I meandered past the organic veggie market where rich people fought to out-green each other, and paused for thought at the stand selling wicker-woven baskets, hand-made by blind people. A few years ago, the South African government decided to make everyone pay for plastic bags in an attempt to reduce the number of yellow, white and sun-bleached olive tatters that littered wire fences across the land. Micron count of the plastic was upped to ensure that they could be re-usable or viable for recycling, and everywhere you go, supermarkets will ask you if you want bags before charging you the 3c (Euro) that authorities told us would go towards national recycling projects and similar developments. Years on, and I’ve recently read an article that claims that no one actually knows where the millions of Rands in revenue that have been raised by charging for plastic have actually gone. They’re just gone.
But the intent is there, and those of us that bother, dutifully store our shopping bags or use cloth ones whenever we go to the store. Woven wicker baskets are the next step up, and the half-round wheelie version with a walking-stick handle was on sale here for 32 Euros. Large picnic baskets were going for 14 Euros, and laundry hampers cost 55 Euros.
Before I headed home, I spent time trying out various chili pastes, which, the lady who ran the stall informed me, were made according to traditional Mauritian recipes. My favorite was a subtle mix of a purple-colored chili, chopped dates, assorted nuts, and a fair amount of peanut paste – almost satay-like in flavor, but with an even more exotic edge. I wasn’t sure if that was because she’d told me it was of Mauritian origin and I was being influenced by aural ingredients… but isn’t that the point?

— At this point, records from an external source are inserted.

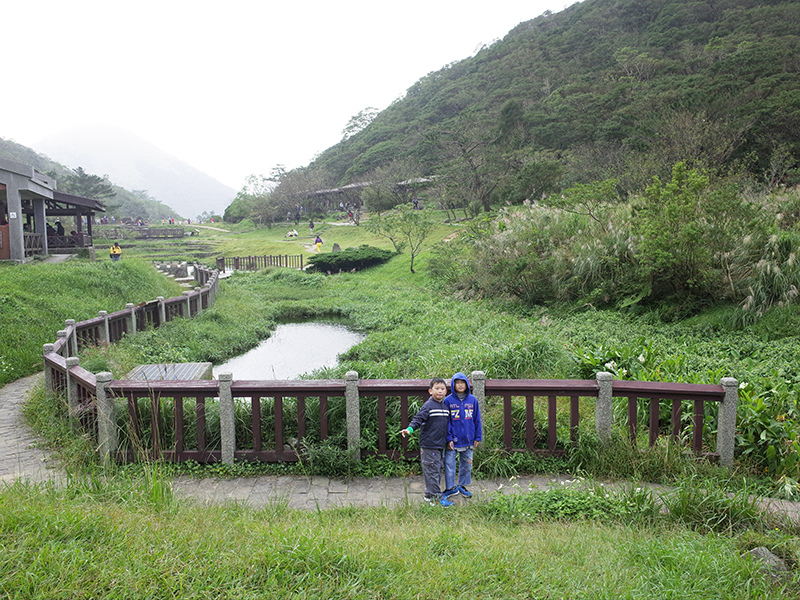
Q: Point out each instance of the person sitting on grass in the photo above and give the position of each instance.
(463, 435)
(434, 418)
(116, 252)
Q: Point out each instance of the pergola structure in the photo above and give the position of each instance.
(27, 198)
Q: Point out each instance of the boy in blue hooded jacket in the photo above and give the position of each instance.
(463, 434)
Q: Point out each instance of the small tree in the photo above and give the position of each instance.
(88, 185)
(404, 227)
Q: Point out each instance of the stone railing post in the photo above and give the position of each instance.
(62, 333)
(72, 387)
(602, 408)
(479, 387)
(726, 421)
(162, 310)
(353, 411)
(73, 339)
(104, 335)
(131, 308)
(107, 440)
(227, 425)
(48, 372)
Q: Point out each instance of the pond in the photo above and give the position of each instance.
(292, 350)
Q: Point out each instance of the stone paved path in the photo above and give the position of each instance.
(19, 456)
(21, 459)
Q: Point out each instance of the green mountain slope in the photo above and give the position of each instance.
(607, 80)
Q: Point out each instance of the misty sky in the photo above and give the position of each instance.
(236, 87)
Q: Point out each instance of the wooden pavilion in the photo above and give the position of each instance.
(27, 199)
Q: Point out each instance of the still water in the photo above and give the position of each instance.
(292, 350)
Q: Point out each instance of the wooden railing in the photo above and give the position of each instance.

Because that is the essence of what these stories do for us: we pause for just a fraction longer when we consider the adventure that each bite of what we’re munching might hold. How do those lemons smell? Name the flavours underlying your glass of Merlot! Is your potato a purple one, or brown? Consider the complexities of lettuce!
I hope I’ve done my hostess’s request justice. Thanks for the opportunity M; I look forward to wondering around a market with you again soon, so you can show me how it’s really done!